Neural Network Lab

Understanding and Using K-Fold Cross-Validation for Neural Networks

James McCaffrey walks you through whys and hows of using k-fold cross-validation to gauge the quality of your neural network values.

Cross-validation is a process that can be used to estimate the quality of a neural network. When applied to several neural networks with different free parameter values (such as the number of hidden nodes, back-propagation learning rate, and so on), the results of cross-validation can be used to select the best set of parameter values.

While there are several types of cross-validation, this article describes k-fold cross-validation. The best way to get a feel for how k-fold cross-validation can be used with neural networks is to take a look at the screenshot of a demo program in Figure 1.

[Click on image for larger view.] Figure 1. K-Fold Cross-Validation Demo

The demo begins by setting up and displaying a 30-item data set. Each data item has four x-values followed by three y-values that encode a species of iris flower. The data is a subset of a well-known 150-item machine learning data set called Fisher's Iris data.
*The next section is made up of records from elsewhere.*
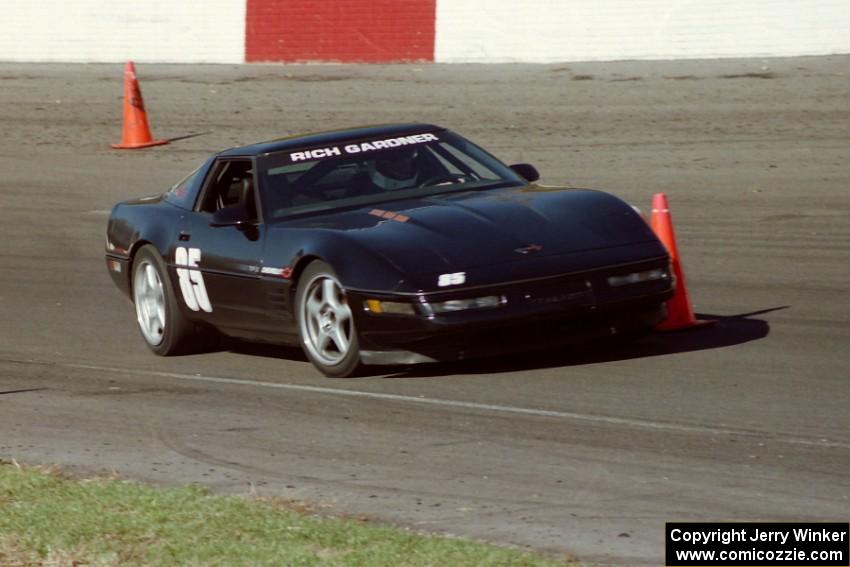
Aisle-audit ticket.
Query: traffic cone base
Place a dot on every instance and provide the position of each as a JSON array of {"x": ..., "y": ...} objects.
[
  {"x": 123, "y": 146},
  {"x": 680, "y": 312},
  {"x": 135, "y": 133}
]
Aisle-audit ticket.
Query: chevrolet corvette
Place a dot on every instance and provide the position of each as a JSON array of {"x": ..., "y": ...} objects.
[{"x": 392, "y": 244}]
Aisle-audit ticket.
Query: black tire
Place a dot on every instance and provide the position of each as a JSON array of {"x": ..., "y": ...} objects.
[
  {"x": 325, "y": 322},
  {"x": 167, "y": 331}
]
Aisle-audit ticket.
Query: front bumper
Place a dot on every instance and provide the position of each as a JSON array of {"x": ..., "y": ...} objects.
[{"x": 539, "y": 313}]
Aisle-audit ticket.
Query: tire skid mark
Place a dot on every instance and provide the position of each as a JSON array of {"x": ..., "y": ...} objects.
[{"x": 475, "y": 406}]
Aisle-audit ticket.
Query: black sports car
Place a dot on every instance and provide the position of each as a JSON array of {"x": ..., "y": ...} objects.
[{"x": 390, "y": 244}]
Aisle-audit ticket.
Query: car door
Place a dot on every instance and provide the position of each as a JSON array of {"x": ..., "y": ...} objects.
[{"x": 218, "y": 265}]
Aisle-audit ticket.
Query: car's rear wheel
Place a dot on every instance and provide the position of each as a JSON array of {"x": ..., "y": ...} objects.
[
  {"x": 325, "y": 322},
  {"x": 163, "y": 326}
]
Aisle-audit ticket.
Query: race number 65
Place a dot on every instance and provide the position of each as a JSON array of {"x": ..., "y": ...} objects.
[{"x": 191, "y": 280}]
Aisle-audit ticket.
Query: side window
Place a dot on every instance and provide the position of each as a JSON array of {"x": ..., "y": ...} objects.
[
  {"x": 231, "y": 182},
  {"x": 181, "y": 194}
]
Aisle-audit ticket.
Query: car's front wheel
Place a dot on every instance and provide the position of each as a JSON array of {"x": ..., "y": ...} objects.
[
  {"x": 164, "y": 328},
  {"x": 325, "y": 322}
]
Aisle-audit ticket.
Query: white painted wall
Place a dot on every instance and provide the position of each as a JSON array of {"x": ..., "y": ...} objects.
[
  {"x": 588, "y": 30},
  {"x": 188, "y": 31}
]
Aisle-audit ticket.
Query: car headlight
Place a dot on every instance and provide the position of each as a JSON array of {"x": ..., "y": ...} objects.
[
  {"x": 638, "y": 277},
  {"x": 390, "y": 307},
  {"x": 486, "y": 302}
]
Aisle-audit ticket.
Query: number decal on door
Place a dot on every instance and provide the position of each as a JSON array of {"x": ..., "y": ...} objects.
[{"x": 191, "y": 279}]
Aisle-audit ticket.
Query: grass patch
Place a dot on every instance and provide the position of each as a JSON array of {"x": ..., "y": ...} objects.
[{"x": 46, "y": 519}]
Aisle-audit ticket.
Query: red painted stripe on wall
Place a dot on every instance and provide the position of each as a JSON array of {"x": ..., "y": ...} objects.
[{"x": 373, "y": 31}]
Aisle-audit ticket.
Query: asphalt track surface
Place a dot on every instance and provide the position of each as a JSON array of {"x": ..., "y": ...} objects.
[{"x": 587, "y": 451}]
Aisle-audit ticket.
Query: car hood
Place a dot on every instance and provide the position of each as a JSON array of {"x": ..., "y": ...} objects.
[{"x": 459, "y": 231}]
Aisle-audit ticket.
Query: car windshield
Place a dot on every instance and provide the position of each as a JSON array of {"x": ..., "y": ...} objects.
[{"x": 367, "y": 172}]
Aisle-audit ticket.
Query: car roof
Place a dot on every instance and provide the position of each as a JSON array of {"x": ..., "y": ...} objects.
[{"x": 329, "y": 137}]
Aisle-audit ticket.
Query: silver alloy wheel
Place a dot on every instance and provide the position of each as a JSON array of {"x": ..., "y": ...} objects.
[
  {"x": 149, "y": 298},
  {"x": 325, "y": 319}
]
The four x-values are sepal length, sepal width, petal length and petal width. There are three possible species: Iris setosa is encoded as (0,0,1), Iris versicolor is encoded as (0,1,0) and Iris virginica is encoded as (1,0,0). The overall problem is to predict the species of an iris flower from x-values.

The demo begins by randomizing the order of the data set. Next the demo sets the values of the free parameters of the neural network to be evaluated. The number of input, hidden and output nodes are 4, 7 and 3, respectively. The neural network uses back-propagation for training. Back-propagation requires a learning rate, set to 0.05, and in this case a momentum value, set to 0.01.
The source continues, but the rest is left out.